„Junge Welt“,
27.12.2019
Roland Jahn - Kenntliche Figur des Tages
Wer dachte, in Deutschland traue sich sogar einer, der mit
dem täglich erneuerten Angriff auf einen längst niedergestreckten Gegner seinen
Lebensunterhalt verdient, nicht einmal im Traum, mit der Idee anzutreten,
diesen Gegner einer ihm zugeschriebenen moralischen Minderwertigkeit oder
politischen Verwerflichkeit wegen amtlich zu kennzeichnen, hat jetzt gelernt:
Das geht schon. Roland Jahn will, wie dpa am ersten Weihnachtsfeiertag
verbreitete, dass Doktortitel, die ehedem von der Hochschule des Ministeriums
für Staatssicherheit vergeben wurden, mit dem verpflichtenden Zusatz »Stasi«
versehen werden: »Doktor der Stasi – das wäre dann echte Transparenz.«
Da Jahn vermutlich klar war, dass jeder, der über ein
Minimum an Anstand und Geschmack verfügt, diesen Vorstoß für etwas irre halten
dürfte, hat der »Bundesbeauftragte für die Unterlagen des
Staatssicherheitsdienstes« der Nachrichtenagentur vorsorglich noch mitgeteilt,
dass es hier nicht darum gehe, »Menschen bis in alle Ewigkeit abzustempeln und
zu verdammen«. Die Botschaft an die Betroffenen ist: Ob aus der Nummer eine
»Ewigkeit« wird, habt ihr immer noch selber in der Hand – ihr braucht den
Titel, den wir euch laut Einigungsvertrag nicht aberkennen dürfen, ja nicht
mehr führen. Wer 1989 oder früher einen Doktortitel an der fraglichen
Hochschule erwarb – das sind weniger als 500 Personen –, dürfte sein aktives
Berufsleben entweder schon heute oder demnächst hinter sich haben. Viele
»Stasi-Doktoren« sind es also nicht, deren berufliche Existenz Jahn gefährden kann.

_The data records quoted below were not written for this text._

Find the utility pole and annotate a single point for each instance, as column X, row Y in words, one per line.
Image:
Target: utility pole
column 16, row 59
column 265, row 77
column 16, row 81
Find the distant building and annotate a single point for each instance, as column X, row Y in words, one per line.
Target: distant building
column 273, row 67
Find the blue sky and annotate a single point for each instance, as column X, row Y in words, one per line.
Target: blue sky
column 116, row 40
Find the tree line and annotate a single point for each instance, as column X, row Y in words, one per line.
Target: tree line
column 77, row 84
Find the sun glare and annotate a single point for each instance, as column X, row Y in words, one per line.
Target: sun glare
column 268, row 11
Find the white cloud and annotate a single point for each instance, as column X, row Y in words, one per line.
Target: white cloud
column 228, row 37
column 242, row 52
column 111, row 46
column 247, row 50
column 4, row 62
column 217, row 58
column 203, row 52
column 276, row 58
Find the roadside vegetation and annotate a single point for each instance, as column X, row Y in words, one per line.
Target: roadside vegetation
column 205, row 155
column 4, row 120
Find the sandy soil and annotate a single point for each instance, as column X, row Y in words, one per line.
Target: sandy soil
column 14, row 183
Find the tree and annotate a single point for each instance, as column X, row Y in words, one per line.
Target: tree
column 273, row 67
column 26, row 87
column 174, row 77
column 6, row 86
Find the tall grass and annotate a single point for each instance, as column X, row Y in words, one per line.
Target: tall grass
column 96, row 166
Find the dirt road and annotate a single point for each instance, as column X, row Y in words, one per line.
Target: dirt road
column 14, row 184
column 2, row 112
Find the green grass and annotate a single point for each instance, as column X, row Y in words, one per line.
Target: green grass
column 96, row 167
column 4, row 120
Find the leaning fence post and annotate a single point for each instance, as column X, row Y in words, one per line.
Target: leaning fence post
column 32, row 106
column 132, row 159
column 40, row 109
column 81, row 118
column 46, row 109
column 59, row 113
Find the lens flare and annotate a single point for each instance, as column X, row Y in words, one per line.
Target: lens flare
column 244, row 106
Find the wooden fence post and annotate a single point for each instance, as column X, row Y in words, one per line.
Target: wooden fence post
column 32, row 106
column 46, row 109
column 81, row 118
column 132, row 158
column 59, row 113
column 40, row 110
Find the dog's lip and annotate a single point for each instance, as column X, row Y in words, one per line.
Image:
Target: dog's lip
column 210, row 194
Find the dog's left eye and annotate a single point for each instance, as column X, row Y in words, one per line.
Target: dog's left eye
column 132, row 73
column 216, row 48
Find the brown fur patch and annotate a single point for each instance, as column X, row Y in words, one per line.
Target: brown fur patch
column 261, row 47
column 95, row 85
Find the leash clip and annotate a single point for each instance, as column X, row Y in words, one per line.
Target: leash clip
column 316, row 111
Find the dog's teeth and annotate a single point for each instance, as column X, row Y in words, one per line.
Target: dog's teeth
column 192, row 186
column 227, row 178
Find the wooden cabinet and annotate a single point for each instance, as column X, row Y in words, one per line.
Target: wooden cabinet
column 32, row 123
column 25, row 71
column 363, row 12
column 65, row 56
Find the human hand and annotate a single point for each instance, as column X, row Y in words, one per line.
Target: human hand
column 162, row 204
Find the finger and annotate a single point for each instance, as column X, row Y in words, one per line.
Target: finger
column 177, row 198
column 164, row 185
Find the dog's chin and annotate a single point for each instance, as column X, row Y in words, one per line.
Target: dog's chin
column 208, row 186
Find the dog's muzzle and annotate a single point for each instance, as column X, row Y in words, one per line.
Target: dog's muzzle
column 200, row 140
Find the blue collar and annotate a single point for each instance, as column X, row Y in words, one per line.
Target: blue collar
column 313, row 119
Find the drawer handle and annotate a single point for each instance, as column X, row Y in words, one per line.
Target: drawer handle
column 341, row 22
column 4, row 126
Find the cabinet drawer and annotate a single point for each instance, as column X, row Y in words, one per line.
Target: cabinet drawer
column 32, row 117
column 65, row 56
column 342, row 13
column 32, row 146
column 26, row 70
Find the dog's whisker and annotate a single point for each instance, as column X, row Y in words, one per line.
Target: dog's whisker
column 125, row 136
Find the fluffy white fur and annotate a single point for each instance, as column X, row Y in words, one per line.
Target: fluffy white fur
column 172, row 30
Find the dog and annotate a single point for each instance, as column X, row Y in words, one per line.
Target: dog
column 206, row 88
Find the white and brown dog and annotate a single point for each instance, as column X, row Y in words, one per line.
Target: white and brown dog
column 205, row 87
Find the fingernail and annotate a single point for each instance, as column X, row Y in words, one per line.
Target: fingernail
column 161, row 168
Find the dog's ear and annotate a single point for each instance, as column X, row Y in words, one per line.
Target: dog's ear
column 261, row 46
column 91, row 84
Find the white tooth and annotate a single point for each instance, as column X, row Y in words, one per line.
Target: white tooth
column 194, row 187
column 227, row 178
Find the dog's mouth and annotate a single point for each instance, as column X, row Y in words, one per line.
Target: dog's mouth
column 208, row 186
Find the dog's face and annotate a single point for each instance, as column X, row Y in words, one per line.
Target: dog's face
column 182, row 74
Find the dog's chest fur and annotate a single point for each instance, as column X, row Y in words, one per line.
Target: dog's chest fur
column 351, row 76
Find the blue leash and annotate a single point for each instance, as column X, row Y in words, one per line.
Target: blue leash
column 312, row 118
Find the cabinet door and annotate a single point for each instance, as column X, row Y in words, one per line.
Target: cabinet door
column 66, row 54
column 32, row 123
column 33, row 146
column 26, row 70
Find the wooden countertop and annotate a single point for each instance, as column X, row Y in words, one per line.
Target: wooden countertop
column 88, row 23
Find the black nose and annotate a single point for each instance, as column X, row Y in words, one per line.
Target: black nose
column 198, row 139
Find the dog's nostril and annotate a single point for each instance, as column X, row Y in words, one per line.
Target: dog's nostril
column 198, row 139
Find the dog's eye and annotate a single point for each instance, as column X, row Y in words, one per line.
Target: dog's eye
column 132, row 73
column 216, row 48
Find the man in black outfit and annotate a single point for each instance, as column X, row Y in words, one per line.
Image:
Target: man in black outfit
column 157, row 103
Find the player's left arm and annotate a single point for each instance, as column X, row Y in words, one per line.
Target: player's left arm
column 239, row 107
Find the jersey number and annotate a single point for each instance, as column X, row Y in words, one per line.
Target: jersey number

Es ist ein anderer Impuls, der sich hier verrät: Wer mag
noch ausschließen, dass auf den »Doktor der Stasi« die Forderung nach der
verpflichtenden Offenlegung einer früheren Mitgliedschaft in der SED folgt?
Zeigt sich bei dieser Gelegenheit, dass jenes trübe Milieu hasserfüllter
Antikommunisten, für das Jahn spricht, von einem roten Winkel träumt? Es ist
Jahn selber, der sich hier kenntlich macht.